As sobrancelhas de Amber se curvaram e eu senti seu corpo endurecer de novo.
- Pelo que? - seus lábios sussurraram ainda com desejo.
- Por não confiar em mim quando seus instintos dizem o contrário.
Essa era a hora arriscada. Nem eu mesmo previa o que estava prestes a acontecer.
- Olho para você todos os dias e sinto impulso cada vez que a vejo na sala, olho para você e sinto vontade de te contar todos os meus segredos, as minhas verdades. - sussurrei em seu rosto, fazendo minhas mãos ainda em seu cabelo, trazerem ela mais para mim - Eu sei que você também tem isso. Então diga que sente por não confiar em mim, porque é impossível que eu sinta esse sentimento sozinho.
- Di-Diga que sente também, e então eu direi. - ela deixou a voz falhar, mas sua atitude queria mostrar que ela ainda tinha poder ali, naquela situação, mas nos dois sabíamos que essa atitude falhou.
- Eu...
A porta abrindo atrás de nós nos obrigou a afastarmos. Jonas apareceu em minha visão, sua cara não escondendo seu pensamento do que ele acabou de ver.
"Que bom que se acertaram, mas há coisas mais importantes do que se beijar agora"
- Temos as coordenadas, achamos eles - ele foi cirúrgico ao dizer.
Sinto Amber se desconectar de mim, seus fios de cabelos esvaindo pelas minhas mãos e então ela segue com Jonas para a cozinha, parando rapidamente na porta para dizer:
- Depois que encontrarmos Jesus, Harper.
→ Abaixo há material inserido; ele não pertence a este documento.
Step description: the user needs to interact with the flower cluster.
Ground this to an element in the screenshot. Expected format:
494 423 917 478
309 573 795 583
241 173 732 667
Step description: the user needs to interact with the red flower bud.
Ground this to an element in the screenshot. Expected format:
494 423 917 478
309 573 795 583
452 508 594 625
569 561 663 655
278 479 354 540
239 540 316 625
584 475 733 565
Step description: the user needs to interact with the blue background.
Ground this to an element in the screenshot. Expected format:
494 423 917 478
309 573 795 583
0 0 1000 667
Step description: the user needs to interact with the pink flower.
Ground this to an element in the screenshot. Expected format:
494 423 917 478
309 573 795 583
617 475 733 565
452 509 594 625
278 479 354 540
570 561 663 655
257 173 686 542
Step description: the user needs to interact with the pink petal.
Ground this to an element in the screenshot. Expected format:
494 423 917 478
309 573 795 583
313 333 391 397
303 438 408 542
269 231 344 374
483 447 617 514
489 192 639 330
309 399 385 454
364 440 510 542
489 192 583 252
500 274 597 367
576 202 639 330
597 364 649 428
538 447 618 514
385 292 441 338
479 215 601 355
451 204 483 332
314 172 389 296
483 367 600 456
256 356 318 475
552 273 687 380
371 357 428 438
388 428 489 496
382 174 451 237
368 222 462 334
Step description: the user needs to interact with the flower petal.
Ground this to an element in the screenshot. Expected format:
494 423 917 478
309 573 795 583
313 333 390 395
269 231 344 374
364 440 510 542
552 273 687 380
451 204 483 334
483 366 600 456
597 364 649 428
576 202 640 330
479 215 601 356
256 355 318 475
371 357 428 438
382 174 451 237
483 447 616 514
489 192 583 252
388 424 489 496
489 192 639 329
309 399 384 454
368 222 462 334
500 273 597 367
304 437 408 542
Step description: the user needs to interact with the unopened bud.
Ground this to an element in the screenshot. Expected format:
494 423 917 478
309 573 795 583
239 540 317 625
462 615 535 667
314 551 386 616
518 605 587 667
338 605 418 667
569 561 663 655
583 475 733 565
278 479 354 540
Eu e você teremos uma longa conversa sobre nossos segredos.
E então ela se foi. E eu sabia, sabia o que ela tinha acabado de me oferecer.
Eu tinha acabado de conseguir um lugar em sua gangue. A conversa seria a limpeza de nossos segredos, para que eu fosse igual a ela, igual a eles, para que eu me tornasse um membro de sua gangue.
Que eu guarde todos os meus segredos do mundo, mas não deles, jamais deles.